While he was a grown-up, he seemed to be no more adult than I was at that age. He soon became my hero. But the thing about Forry is that he wasn't just one of my heroes; he was hero to hundreds--maybe thousands--of young people who would go on to become famous in careers that took them into directing, acting, writing, painting, sculpting, special effects, movie producing, etc. If it was attached somehow to filmmaking or writing or to comics, Forry seemed to touch just about everyone involved in these endeavors.

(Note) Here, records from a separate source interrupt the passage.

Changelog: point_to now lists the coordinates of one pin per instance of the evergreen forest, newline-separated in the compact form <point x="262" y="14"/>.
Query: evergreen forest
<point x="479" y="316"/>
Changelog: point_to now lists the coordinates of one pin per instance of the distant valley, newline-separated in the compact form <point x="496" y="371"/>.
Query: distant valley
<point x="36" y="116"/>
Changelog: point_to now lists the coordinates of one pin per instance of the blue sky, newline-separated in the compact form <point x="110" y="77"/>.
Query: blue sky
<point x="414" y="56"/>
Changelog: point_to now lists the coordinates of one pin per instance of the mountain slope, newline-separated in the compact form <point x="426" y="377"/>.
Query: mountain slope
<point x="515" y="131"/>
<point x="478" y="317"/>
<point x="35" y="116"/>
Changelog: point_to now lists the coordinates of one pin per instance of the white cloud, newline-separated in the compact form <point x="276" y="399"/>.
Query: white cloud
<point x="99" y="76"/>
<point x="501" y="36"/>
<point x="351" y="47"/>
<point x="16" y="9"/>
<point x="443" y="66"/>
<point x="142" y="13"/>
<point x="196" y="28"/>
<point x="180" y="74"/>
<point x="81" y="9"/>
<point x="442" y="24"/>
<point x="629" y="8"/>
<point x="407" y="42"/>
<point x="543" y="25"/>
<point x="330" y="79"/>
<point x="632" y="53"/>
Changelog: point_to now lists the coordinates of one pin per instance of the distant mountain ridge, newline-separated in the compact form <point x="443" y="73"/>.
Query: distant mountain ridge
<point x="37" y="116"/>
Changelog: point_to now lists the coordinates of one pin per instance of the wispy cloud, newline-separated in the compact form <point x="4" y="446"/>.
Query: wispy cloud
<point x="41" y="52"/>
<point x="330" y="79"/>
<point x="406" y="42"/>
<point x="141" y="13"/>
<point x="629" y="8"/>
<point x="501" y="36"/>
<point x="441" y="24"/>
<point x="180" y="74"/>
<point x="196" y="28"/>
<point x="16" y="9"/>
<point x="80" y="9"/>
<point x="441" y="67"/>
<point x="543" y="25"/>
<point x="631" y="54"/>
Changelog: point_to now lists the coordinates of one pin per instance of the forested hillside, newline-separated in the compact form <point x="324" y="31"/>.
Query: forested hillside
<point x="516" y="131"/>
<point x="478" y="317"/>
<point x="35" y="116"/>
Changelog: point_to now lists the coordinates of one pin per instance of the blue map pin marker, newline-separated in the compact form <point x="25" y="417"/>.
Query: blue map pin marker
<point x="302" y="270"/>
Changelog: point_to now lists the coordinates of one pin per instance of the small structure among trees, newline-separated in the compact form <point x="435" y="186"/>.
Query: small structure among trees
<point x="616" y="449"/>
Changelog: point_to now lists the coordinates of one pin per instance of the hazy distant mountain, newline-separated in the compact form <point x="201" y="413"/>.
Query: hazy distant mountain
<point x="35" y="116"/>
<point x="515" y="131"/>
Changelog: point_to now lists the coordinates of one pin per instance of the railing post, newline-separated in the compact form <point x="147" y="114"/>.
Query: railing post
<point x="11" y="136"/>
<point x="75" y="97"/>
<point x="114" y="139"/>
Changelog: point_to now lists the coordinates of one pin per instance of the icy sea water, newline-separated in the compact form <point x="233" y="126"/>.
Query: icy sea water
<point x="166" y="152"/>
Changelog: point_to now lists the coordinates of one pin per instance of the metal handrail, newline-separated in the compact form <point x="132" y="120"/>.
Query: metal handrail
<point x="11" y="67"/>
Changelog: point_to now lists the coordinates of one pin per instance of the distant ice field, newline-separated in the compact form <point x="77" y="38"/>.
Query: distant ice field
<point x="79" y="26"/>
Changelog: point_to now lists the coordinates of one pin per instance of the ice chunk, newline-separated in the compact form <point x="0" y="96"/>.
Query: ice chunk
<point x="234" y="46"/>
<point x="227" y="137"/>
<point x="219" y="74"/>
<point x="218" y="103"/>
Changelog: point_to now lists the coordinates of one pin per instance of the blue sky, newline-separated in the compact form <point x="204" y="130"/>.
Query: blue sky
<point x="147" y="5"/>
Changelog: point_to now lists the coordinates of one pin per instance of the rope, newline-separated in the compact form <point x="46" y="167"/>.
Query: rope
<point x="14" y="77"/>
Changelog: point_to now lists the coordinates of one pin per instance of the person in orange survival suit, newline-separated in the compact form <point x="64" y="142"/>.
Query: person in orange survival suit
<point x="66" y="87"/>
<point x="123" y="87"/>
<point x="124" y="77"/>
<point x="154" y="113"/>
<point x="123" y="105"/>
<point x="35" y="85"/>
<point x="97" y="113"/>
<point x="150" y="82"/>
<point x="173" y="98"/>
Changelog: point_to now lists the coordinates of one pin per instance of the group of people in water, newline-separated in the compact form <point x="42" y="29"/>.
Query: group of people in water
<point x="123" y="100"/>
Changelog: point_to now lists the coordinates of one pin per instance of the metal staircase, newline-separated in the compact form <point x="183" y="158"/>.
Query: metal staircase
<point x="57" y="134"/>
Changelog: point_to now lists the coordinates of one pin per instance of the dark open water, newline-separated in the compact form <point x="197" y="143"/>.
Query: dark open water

I finally met Forrest Ackerman when I was an adult, a published author, and the father of a little boy. When my son got the chance to meet this man, he treated my little boy with the same attitude that he took with everyone who met him: respect. Andy ended up spending most of that day hanging around Forry, listening to him tell his tales, and getting an education in all things out of fantastic "Horrorwood". Forry had made another fan.
About six months later, my son accompanied me to another convention where I was selling collectibles. He walked into the dealer's room with me and saw Forry standing across the huge hall. "Look, Daddy! It's Mr. Ackerman!" And he dashed off to say hello to his new hero. I knew he was in good company and had to smile as Forrest Ackerman looked down with a grin to see my tiny boy rushing up to him to say hello. The image still brings a tear to my eye.
Well, at the age of almost 92, Forry is dying. Likely, he won't be with us much longer. A life-long atheist, he has no illusions about waking up in some never-never land when that big heart finally stops beating. I'm assured that he's resting comfortably, waiting for the end, while well wishes pour in from his contemporaries--guys like Ray Bradbury, Ray Harryhausen, Richard Matheson, William Nolan--and the folk he influenced when he was editing FM and they were all little kids on their ways to not growing up--just like Forrest Ackerman.
We're all of us that he touched nothing but big, overgrown kids.
In spite of whatever faults he may have had, he has given unmeasured joy to generations of his fans who look to their imaginations. Thank you for adding to a life-time of wonder, Forry!
These three guys were actually childhood pals: Forrest Ackerman, Ray Harryhausen and Ray Bradbury. Thankfully, none of them ever really stopped being children filled with fantastic dreams.